[54] It is a mistaken idea that the difference of colour in canaries depends on the difference of food. The wild birds vary much more than the domestic, yet their food is more uniform. The being domesticated, the want of exercise and natural food united, may occasion an alteration in the colours of the plumage. My birds have only very simple food, and yet they are not the less of various colours.—Author.
[55] This practice is not according to nature, which we can rarely oppose without inconvenience. “This plan causes the mother a greater loss of heat, and burdens her at once with five or six little ones, which coming together, disturb rather than please her; whilst in seeing them hatched successively one after the other, her pleasure is increased and supports her strength and courage. Very intelligent bird-fanciers assure us, that by not removing the eggs from the female, and leaving them to be hatched in succession, they have always succeeded better than when substituting ivory eggs.” Buffon.—Translator.
[56] It sometimes happens in very dry seasons that the feathers of the young birds cannot develop naturally; a bath of tepid water employed on such an occasion by Madame * * * was so successful that I cannot do better than recommend it. The same lady succeeded equally well in similar circumstances in hatching late eggs; she plunged them for some minutes in water heated to the degree of incubation, and immediately replaced them under the mother; in a short time she enjoyed the pleasure of seeing the little ones make their appearance. This interesting experiment may be applied to all sorts of birds, and may be particularly useful in regard to those of the poultry yard.—Translator.
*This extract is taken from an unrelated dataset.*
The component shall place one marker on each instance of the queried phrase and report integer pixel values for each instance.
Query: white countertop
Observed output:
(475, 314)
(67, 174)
[57] Green birds, bullfinches, and even chaffinches, yellowhammers, and the like, have been tried; but the difficulty augments with the difference of species and food: for example, I have never seen a male canary very fond of a female yellowhammer, nor a male of the latter kind of a female canary, though the plumage may be selected so as to offer a striking resemblance. An ardent bullfinch will sometimes yield to the allurements of a very ardent hen canary. I have myself witnessed it; but with every care, it is seldom that the eggs prove fruitful, and produce young. Dr. Jassy, however, writes me from Frankfort, that he has obtained mules of a bullfinch and canary, by making other canaries sit on the eggs and bring up the young; and that this plan is pursued in Bohemia. A tufted or crested female should never be chosen, because this ornament is very unbecoming to the large head of a mule. “My bullfinch,” he adds, “is so attached to the female canary that he mourns all the time they are separated, and cannot bear any other bird.”
I possess a nightingale which, having been for a long time shut up with a female canary, lives very sociably with her, and sings as usual; indeed, he was so ardent in the spring, that he paired with her in my presence, but the eggs were unproductive. I shall try next spring, if the same thing happens, to give the eggs to another sitter.—Author.
[58] Some do this naturally, others are taught it in their youth, by covering the cage and keeping them in the dark during the day, long enough for them to be hungry; they are thus forced to eat by candle-light. Gradually they become accustomed to this, and at last sing.—Author.
[59] Nothing is more delightful than to hear them imitate the song of the nightingale; I prefer those which have this talent, and I never fail to possess one.—Author.
[60] In Britain it is partly migratory and partly stationary.—Translator.
[61] If it is difficult to induce larks to sit, it appears to be very easy to make them take care of a young brood.
“The instinct,” says Buffon, “which induces hen larks to bring up and watch over a brood appears sometimes very early, even before that which disposes them to become mothers, and which, in the order of nature, ought, it would seem, to precede it.